Bug 80792 - [IVB/HSW/BYT-M Bisected]3D ( SynMark2_v5.3.0 /SynMark2_v6.0 /Lightsmarkv2008 &/warsow_v1.0 /GLBenchmarkv2.7.0/GpuTest GiMark) performance reduced 20%~90%
Summary: [IVB/HSW/BYT-M Bisected]3D ( SynMark2_v5.3.0 /SynMark2_v6.0 /Lightsmarkv2008 ...
Status: VERIFIED FIXED
Alias: None
Product: Mesa
Classification: Unclassified
Component: Drivers/DRI/i965 (show other bugs)
Version: git
Hardware: All Linux (All)
: high major
Assignee: Iago Toral
QA Contact: Intel 3D Bugs Mailing List
URL:
Whiteboard:
Keywords:
Depends on:
Blocks:
 
Reported: 2014-07-02 07:46 UTC by zhoujian
Modified: 2014-07-22 05:56 UTC (History)
6 users (show)

See Also:
i915 platform:
i915 features:


Attachments
Disable SOL statistics during meta operations (1.34 KB, patch)
2014-07-02 08:41 UTC, Iago Toral
Details | Splinter Review
Disable SOL buffers and decls when TF is disabled (5.35 KB, patch)
2014-07-02 08:42 UTC, Iago Toral
Details | Splinter Review

Description zhoujian 2014-07-02 07:46:24 UTC
System Environment:       
----------------------------------------------
Platform: IVB/HSW/BYT-M
Libdrm:(master)libdrm-2.4.54-17-ge8c3c1358ecaf4e90f7d43762357
Mesa:(master)1bfc0a11027449ae7ab7c28eb695f26de530eccf
Xserver:(master)xorg-server-1.15.99.902-121-g2f5cf9ff9a0f713b7e0386364
Xf86_video_intel: (master)2.99.912-200-ge6e5330857097eb2caafa89d571d12e
Cairo: (master)550385fb004e6064305518cf265adc03bd2d0c0b
Libva: (master)c61d8c6ce9ffc27320e9e177c1e1123d5f1b5014
Libva_intel_driver:(master)c5cb17ea86f0065a939d3636dd26651c93d497c8
Kernel:(drm-intel-nightly) git-a7665f

Bug detailed description:
----------------------------------------------
3D ( SynMark2_v5.3.0 /SynMark2_v6.0 /Lightsmarkv2008 &/warsow_v1.0 /GLBenchmarkv2.7.0) performance reduced 20%~70% on IVB/BYT-M/HSW,It works well on BDW. 
The problem exists both on gnome-session and Raw X.

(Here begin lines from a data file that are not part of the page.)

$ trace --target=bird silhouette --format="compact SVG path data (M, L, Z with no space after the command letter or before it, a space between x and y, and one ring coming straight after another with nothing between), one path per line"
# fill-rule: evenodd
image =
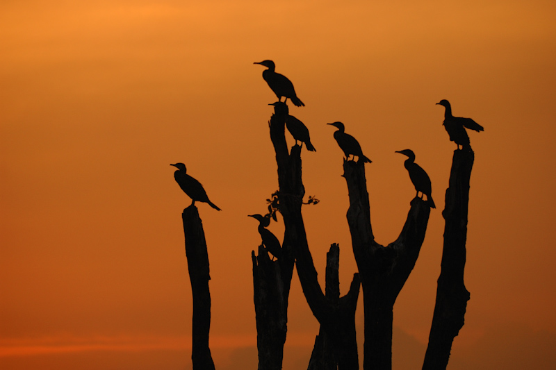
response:
M270 252L276 258L281 257L282 249L280 242L270 230L265 228L270 224L270 215L249 215L248 217L259 220L259 233L261 234L261 238L266 251Z
M445 108L444 110L444 122L442 124L444 125L444 128L450 136L450 141L455 142L458 149L460 145L462 149L464 147L471 147L469 136L467 135L466 128L477 132L484 131L484 128L471 118L452 116L452 106L446 99L442 99L436 104Z
M288 98L291 100L293 105L297 107L305 106L305 104L297 97L293 84L287 77L283 74L276 73L275 69L276 66L272 60L263 60L262 62L255 62L254 65L261 65L268 68L263 71L263 78L265 79L270 89L276 94L278 101L280 101L282 96L285 96L284 103Z
M333 124L327 124L328 125L334 126L338 128L338 131L334 133L334 139L338 142L338 145L340 149L343 151L345 154L345 159L348 160L350 155L353 155L353 160L355 160L355 157L357 157L357 162L363 160L363 162L371 163L371 160L363 154L363 151L361 149L361 145L359 142L350 134L344 132L345 127L341 122L334 122Z
M171 164L170 166L174 166L178 169L177 171L174 172L174 178L176 179L176 182L181 190L191 198L191 205L193 205L195 201L204 202L208 203L208 205L215 210L222 210L208 200L206 192L204 191L201 183L187 174L187 169L185 165L175 163L174 165Z
M281 106L284 105L284 103L277 101L275 103L272 103L272 104L268 104L269 106L274 106L275 111L276 110L277 108L279 108ZM286 106L287 108L287 106ZM287 112L287 109L286 109ZM307 150L310 151L317 151L313 144L311 144L311 137L309 137L309 128L305 124L295 118L295 117L288 115L286 118L286 127L288 128L288 131L290 131L290 133L293 137L293 139L295 140L295 144L297 144L297 142L301 142L301 146L303 146L303 143L304 142L307 146Z
M404 149L402 151L396 151L408 158L404 162L404 167L409 173L409 178L411 180L415 190L417 190L416 196L419 196L419 192L427 196L427 201L429 203L431 208L436 208L434 201L432 200L432 188L430 185L430 178L429 175L420 166L415 162L415 153L411 149ZM423 196L420 196L423 199Z

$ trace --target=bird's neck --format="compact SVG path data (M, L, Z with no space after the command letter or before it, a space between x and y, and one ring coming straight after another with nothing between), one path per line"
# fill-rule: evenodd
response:
M444 118L450 118L450 117L452 117L452 107L448 106L444 107L444 108L446 108L445 110L444 110Z

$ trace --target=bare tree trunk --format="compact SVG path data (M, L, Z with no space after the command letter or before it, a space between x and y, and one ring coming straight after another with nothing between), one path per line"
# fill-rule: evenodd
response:
M191 360L196 370L214 370L208 347L211 328L211 280L208 254L203 224L197 207L190 205L181 215L186 237L186 255L193 296L193 348Z
M275 107L270 119L270 139L278 165L278 199L285 232L283 254L293 258L303 292L327 337L333 340L340 369L359 369L355 339L355 308L359 292L359 276L355 274L350 292L337 303L327 300L318 284L317 272L309 249L301 208L305 189L302 180L301 146L294 145L288 153L284 136L288 106Z
M464 326L470 298L464 284L464 269L469 181L474 160L475 154L471 148L454 151L445 208L442 212L445 226L436 303L423 365L426 370L446 369L454 338Z
M338 315L338 326L341 326L341 339L336 337L338 329L325 330L321 325L318 335L315 339L315 346L309 364L308 370L336 370L337 369L359 369L357 342L355 339L355 309L359 295L359 277L354 278L357 287L350 289L346 296L350 301L347 310L340 310L340 248L333 244L326 254L326 299L329 305L338 308L333 310L335 313L347 311L347 317ZM356 274L357 275L357 274ZM354 297L352 296L354 295ZM345 297L344 297L345 298ZM343 301L345 299L341 298ZM343 303L343 305L345 305Z
M256 321L259 370L280 370L288 330L287 303L278 261L271 261L262 244L251 253Z
M375 241L363 163L344 161L350 196L348 224L361 276L365 316L365 370L392 368L393 305L419 256L430 207L415 197L398 239L384 247Z
M275 146L286 148L287 152L284 136L286 117L287 106L286 110L279 111L277 114L272 115L269 126L271 137L273 131L279 130L279 127L281 127L283 140L276 142L273 141L273 144ZM287 164L289 158L281 155L279 157L279 151L277 151L276 158L278 163L279 185L281 191L287 185L283 181L280 182L279 174L282 174L281 178L284 178L284 174L289 168ZM287 232L286 235L287 235ZM284 345L288 330L288 299L295 262L292 243L286 240L288 237L284 236L281 256L277 260L271 261L268 253L262 246L259 248L258 255L255 255L254 251L251 253L259 370L280 370L282 368Z

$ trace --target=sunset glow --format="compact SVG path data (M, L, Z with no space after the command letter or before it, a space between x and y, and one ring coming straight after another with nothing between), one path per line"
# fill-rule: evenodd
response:
M196 203L216 368L256 368L260 237L247 215L278 187L276 97L253 64L265 59L306 105L290 113L317 150L302 151L306 196L320 201L303 217L323 287L332 243L342 294L357 271L326 124L343 122L373 161L379 243L395 239L415 196L395 151L413 150L431 178L436 209L394 306L393 369L420 368L430 329L456 149L443 99L484 127L469 134L471 298L448 369L553 369L555 19L541 0L3 1L0 369L191 368L179 162L222 209ZM281 240L279 216L269 229ZM306 368L319 326L295 272L289 302L284 368Z

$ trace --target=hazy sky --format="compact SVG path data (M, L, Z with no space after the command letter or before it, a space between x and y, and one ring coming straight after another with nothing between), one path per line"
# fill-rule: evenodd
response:
M470 133L471 298L448 369L556 366L553 1L47 3L0 3L3 369L190 368L190 200L177 162L223 210L197 203L216 367L255 369L260 237L247 215L277 190L276 98L253 65L265 59L306 104L291 113L317 149L302 153L303 180L320 203L303 215L321 280L333 242L342 294L357 271L326 123L343 121L373 160L378 242L398 237L414 196L395 151L411 149L432 179L437 209L394 307L394 369L422 364L434 309L456 149L442 99L485 129ZM269 228L281 239L279 221ZM288 319L284 369L302 369L318 324L295 273Z

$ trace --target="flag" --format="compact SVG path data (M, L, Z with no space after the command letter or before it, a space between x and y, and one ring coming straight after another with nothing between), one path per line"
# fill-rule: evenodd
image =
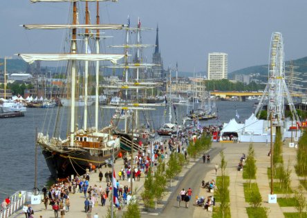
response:
M236 118L238 118L238 119L240 118L240 115L238 114L238 111L236 111Z
M140 28L140 17L138 18L138 28Z
M116 207L120 206L120 202L118 201L118 186L116 186L116 177L114 170L113 170L113 202Z

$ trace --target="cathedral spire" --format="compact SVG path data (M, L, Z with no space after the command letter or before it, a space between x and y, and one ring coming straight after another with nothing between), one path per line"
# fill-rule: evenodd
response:
M159 28L157 24L157 34L156 37L156 48L155 48L155 54L160 53L159 49Z

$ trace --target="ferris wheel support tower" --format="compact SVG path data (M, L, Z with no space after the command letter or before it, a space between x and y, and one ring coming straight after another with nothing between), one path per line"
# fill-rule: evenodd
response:
M272 34L269 58L268 81L256 108L255 115L260 115L262 103L264 103L264 97L268 96L267 119L270 120L272 114L274 124L283 126L284 102L286 98L291 110L292 121L294 123L300 126L299 117L286 84L283 41L280 32L273 32Z

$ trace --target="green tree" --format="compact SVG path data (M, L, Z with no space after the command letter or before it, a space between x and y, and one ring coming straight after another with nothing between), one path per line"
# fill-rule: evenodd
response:
M114 209L115 209L115 208L114 208ZM106 211L106 215L105 217L106 218L111 218L111 217L112 217L111 215L112 215L112 212L111 212L111 205L110 205L110 206L108 207L108 210ZM113 217L116 218L115 210L113 210Z
M304 212L306 211L307 206L305 193L301 186L299 186L298 190L295 191L295 199L297 201L297 204L295 206L295 209L297 209L299 217L301 218L303 217Z
M164 174L164 168L165 163L159 159L159 164L157 166L155 175L154 176L154 190L153 193L156 199L156 209L157 208L158 201L160 201L164 196L165 186L167 185L167 179Z
M154 192L153 190L155 188L154 177L151 175L151 167L149 167L148 170L147 176L146 177L145 181L144 182L144 190L140 194L142 199L144 202L144 206L146 209L149 208L153 208L154 205Z
M169 156L167 162L167 169L165 171L166 177L170 180L171 187L171 180L180 172L181 167L177 160L178 153L172 152Z
M252 143L250 143L245 166L244 166L244 170L246 172L248 178L250 179L250 188L252 188L252 179L256 179L256 172L257 170L257 167L256 166L256 159L254 157L254 150Z

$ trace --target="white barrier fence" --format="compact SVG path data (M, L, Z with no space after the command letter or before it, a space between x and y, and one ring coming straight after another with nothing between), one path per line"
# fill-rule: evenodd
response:
M19 196L19 192L17 192L10 197L10 204L0 212L0 218L7 218L24 206L25 202L27 201L28 193L26 191L21 192L21 197Z

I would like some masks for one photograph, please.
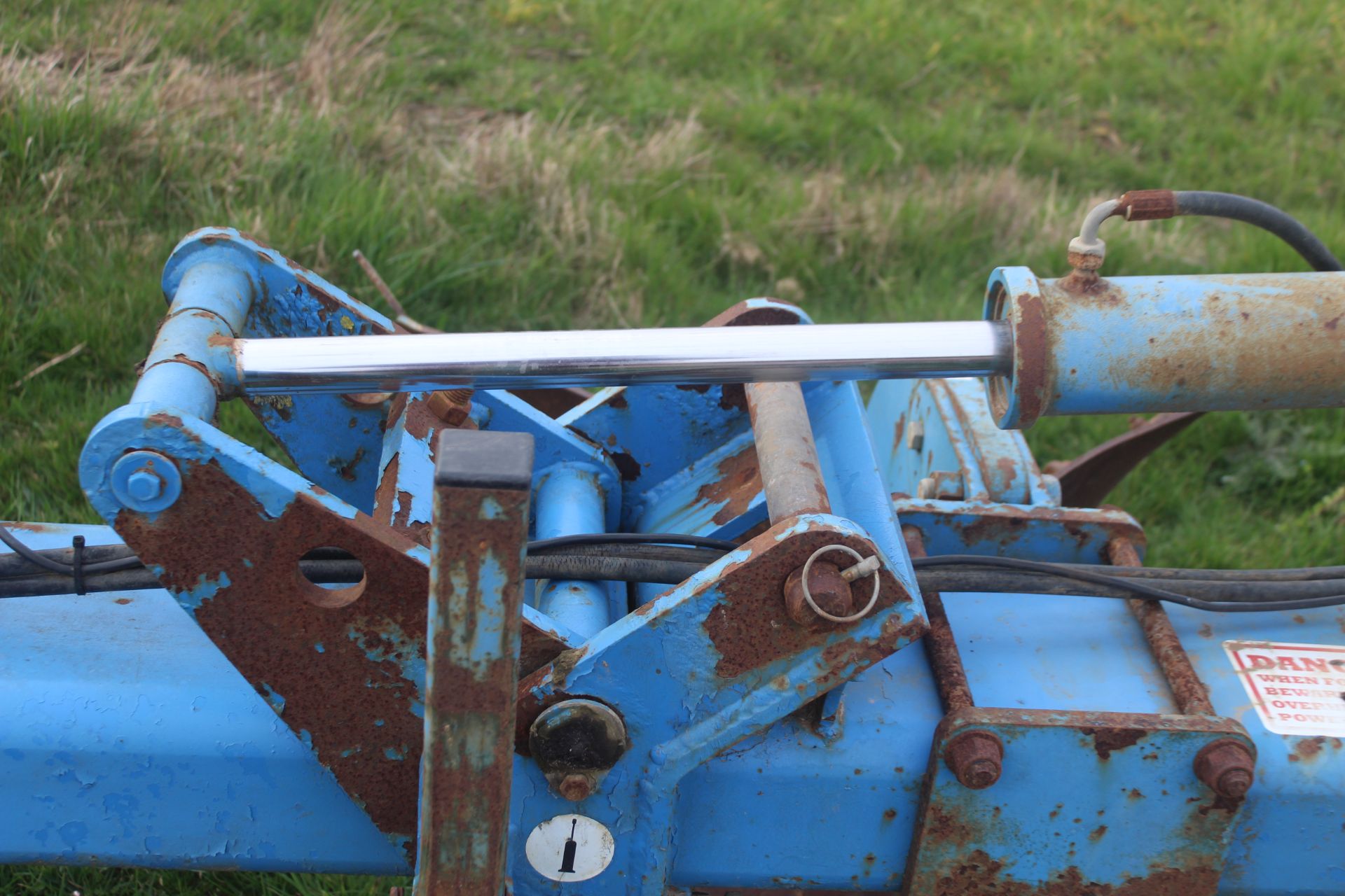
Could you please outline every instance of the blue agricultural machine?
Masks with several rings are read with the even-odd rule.
[[[1182,214],[1315,271],[1103,275],[1104,220]],[[1149,568],[1102,505],[1201,412],[1345,404],[1345,273],[1170,191],[1068,261],[976,321],[473,334],[190,234],[83,449],[106,525],[0,527],[0,861],[1345,892],[1345,567]],[[1122,412],[1049,472],[1020,434]]]

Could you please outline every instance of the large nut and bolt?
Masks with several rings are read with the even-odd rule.
[[[157,451],[122,454],[112,465],[109,480],[117,500],[128,509],[141,513],[164,510],[182,494],[178,465]]]
[[[985,790],[999,780],[1003,771],[1005,746],[989,731],[967,731],[943,750],[943,760],[963,787]]]
[[[1240,740],[1221,737],[1196,754],[1196,776],[1228,799],[1241,799],[1256,779],[1256,758]]]
[[[527,748],[561,797],[588,799],[625,752],[625,725],[596,700],[562,700],[547,707],[527,732]]]
[[[819,557],[837,552],[847,555],[855,563],[845,570],[833,563],[819,562]],[[824,544],[808,557],[807,563],[790,574],[784,580],[784,607],[790,618],[799,625],[826,619],[827,622],[858,622],[869,615],[878,603],[878,591],[882,587],[880,570],[882,562],[878,555],[863,556],[858,551],[845,544]],[[850,583],[857,579],[872,579],[869,602],[858,611],[851,613],[854,600],[850,594]]]

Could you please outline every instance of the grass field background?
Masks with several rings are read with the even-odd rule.
[[[1345,253],[1342,43],[1329,0],[9,0],[0,519],[95,521],[79,449],[195,227],[381,306],[360,249],[449,330],[695,325],[772,294],[820,321],[968,318],[991,267],[1064,273],[1081,215],[1128,188],[1248,193]],[[1104,236],[1112,274],[1305,267],[1237,224]],[[1029,441],[1046,461],[1124,427]],[[1206,416],[1110,500],[1155,564],[1342,563],[1345,415]],[[389,883],[0,869],[5,893]]]

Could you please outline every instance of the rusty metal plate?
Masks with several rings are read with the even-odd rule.
[[[964,787],[950,740],[1003,742],[999,779]],[[1196,776],[1202,747],[1243,742],[1227,719],[962,709],[935,732],[907,866],[909,896],[1212,896],[1241,801]]]

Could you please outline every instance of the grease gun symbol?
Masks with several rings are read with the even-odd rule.
[[[580,819],[570,819],[570,836],[565,841],[565,853],[561,856],[561,870],[560,875],[573,875],[574,873],[574,853],[578,852],[580,845],[574,842],[574,829],[578,826]]]

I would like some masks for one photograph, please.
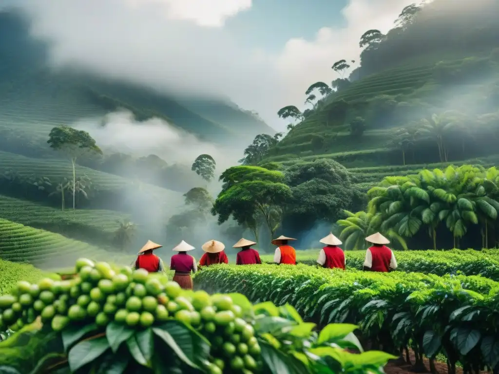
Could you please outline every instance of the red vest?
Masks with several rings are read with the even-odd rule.
[[[281,245],[279,249],[281,252],[281,260],[279,263],[296,264],[296,252],[294,248],[290,245]]]
[[[141,254],[137,257],[137,268],[145,269],[150,273],[158,271],[159,257],[154,253]]]
[[[328,269],[338,268],[345,270],[345,253],[339,247],[324,247],[322,248],[326,255],[324,267]]]
[[[388,273],[390,269],[390,261],[392,259],[392,251],[386,245],[381,247],[372,246],[369,248],[372,257],[371,271]]]

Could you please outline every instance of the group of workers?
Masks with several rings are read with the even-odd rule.
[[[278,264],[296,265],[296,253],[295,249],[288,243],[296,239],[281,235],[271,242],[277,246],[274,253],[274,262]],[[366,251],[363,270],[366,271],[388,272],[397,268],[397,261],[393,252],[386,246],[390,241],[377,232],[365,238],[372,246]],[[319,241],[325,244],[319,252],[317,264],[327,269],[339,268],[345,270],[346,264],[345,253],[338,246],[342,242],[330,233]],[[240,248],[236,260],[236,265],[261,264],[261,260],[258,251],[251,248],[256,243],[242,238],[233,245],[233,248]],[[149,272],[162,272],[164,270],[163,261],[153,253],[155,249],[163,246],[148,241],[140,251],[135,262],[135,268],[145,269]],[[215,264],[228,263],[229,258],[224,249],[225,245],[218,240],[212,240],[204,244],[201,248],[205,253],[199,263],[196,264],[194,257],[187,252],[194,249],[194,247],[184,240],[173,248],[179,252],[172,256],[170,268],[174,270],[173,280],[183,289],[193,289],[191,273],[198,271],[198,267],[209,266]]]

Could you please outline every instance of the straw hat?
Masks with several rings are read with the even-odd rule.
[[[321,239],[319,241],[328,245],[339,245],[342,244],[342,241],[337,238],[332,232],[330,232],[329,234]]]
[[[288,238],[287,236],[284,236],[283,235],[281,235],[279,237],[274,239],[272,241],[270,242],[274,245],[279,245],[281,244],[281,242],[282,240],[296,240],[296,239],[294,238]]]
[[[177,252],[187,252],[187,251],[192,251],[194,249],[194,247],[191,244],[182,240],[178,245],[173,248],[173,250]]]
[[[201,248],[209,253],[218,253],[224,250],[225,245],[218,240],[210,240],[202,245]]]
[[[145,245],[139,251],[139,253],[143,253],[146,251],[148,251],[150,249],[157,249],[158,248],[161,248],[162,246],[161,244],[157,244],[154,241],[148,240]]]
[[[237,243],[232,246],[233,248],[241,248],[242,247],[246,247],[248,245],[254,245],[256,244],[254,241],[251,241],[251,240],[248,240],[244,238],[241,238],[241,240],[239,240]]]
[[[385,238],[379,232],[373,234],[366,238],[366,241],[373,243],[375,244],[389,244],[390,240]]]

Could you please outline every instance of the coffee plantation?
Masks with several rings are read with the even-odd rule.
[[[499,370],[499,282],[481,276],[216,265],[195,283],[254,302],[289,303],[311,322],[358,324],[363,339],[385,352],[405,352],[408,360],[412,349],[417,368],[425,356],[431,367],[442,353],[449,373],[458,364],[469,372]]]
[[[75,270],[71,279],[19,281],[0,296],[0,331],[16,332],[0,343],[0,369],[377,373],[395,358],[363,352],[356,326],[319,331],[288,304],[253,306],[240,294],[185,291],[161,275],[85,259]],[[31,342],[37,348],[28,353]]]

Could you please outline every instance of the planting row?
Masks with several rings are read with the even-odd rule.
[[[289,305],[184,291],[142,269],[76,265],[71,280],[20,281],[0,296],[0,331],[18,332],[0,343],[4,371],[381,374],[395,358],[361,352],[355,326],[317,333]]]
[[[420,368],[424,355],[433,364],[443,353],[450,374],[458,363],[468,372],[499,369],[499,283],[481,277],[217,265],[197,274],[195,284],[237,290],[252,302],[289,303],[317,323],[359,324],[363,338],[385,352],[405,351],[408,359],[412,348]]]
[[[105,253],[83,242],[0,218],[0,256],[13,262],[28,262],[56,267],[68,259]]]
[[[449,251],[394,251],[397,259],[397,270],[417,272],[439,276],[463,274],[482,275],[499,281],[499,250],[484,249],[453,249]],[[362,269],[365,251],[346,251],[347,269]],[[319,250],[297,251],[296,262],[305,265],[317,265]],[[271,263],[271,255],[260,256],[264,262]]]

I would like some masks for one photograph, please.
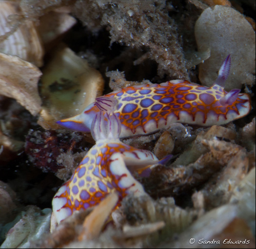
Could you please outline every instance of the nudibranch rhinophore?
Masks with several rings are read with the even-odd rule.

It’s Mesa regression.By bisected show first bad commit is:
3178d2474ae5bdd1102fb3d76a60d1d63c961ff5
Author:     Iago Toral Quiroga <itoral@igalia.com>
AuthorDate: Tue Jun 17 13:45:18 2014 +0200
Commit:     Iago Toral Quiroga <itoral@igalia.com>
CommitDate: Mon Jun 30 08:08:50 2014 +0200
    i965: Implement GL_PRIMITIVES_GENERATED with non-zero streams.

Reproduce steps:
---------------------------------------------
1. xinit&
2. vblank_mode=0 ./backend silent 1920x1080
Comment 1 Iago Toral 2014-07-02 08:29:22 UTC
Besides this, there are other problems with this patch as well. We are currently looking into it.

Kenneth sent a couple of patches that modify mine to disable SOL statistics when doing meta operations and also to change certain configurations when transform feedback was inactive:

http://lists.freedesktop.org/archives/mesa-dev/2014-July/062571.html
http://lists.freedesktop.org/archives/mesa-dev/2014-July/062572.html

I wonder if these fix the performance drop you detected. I'll attach these patches here so you can test again (the second one needs to be modified to prevent a GPU hang, so I'll attach the updated version)

If that does not fix the problem then it would look like activating the SOL unit even when disabling output to all buffers may have too big of a performance impact, which I think Chris was not expecting. In that case maybe we have to rethink the approach to GL_PRIMITIVES_GENERATED.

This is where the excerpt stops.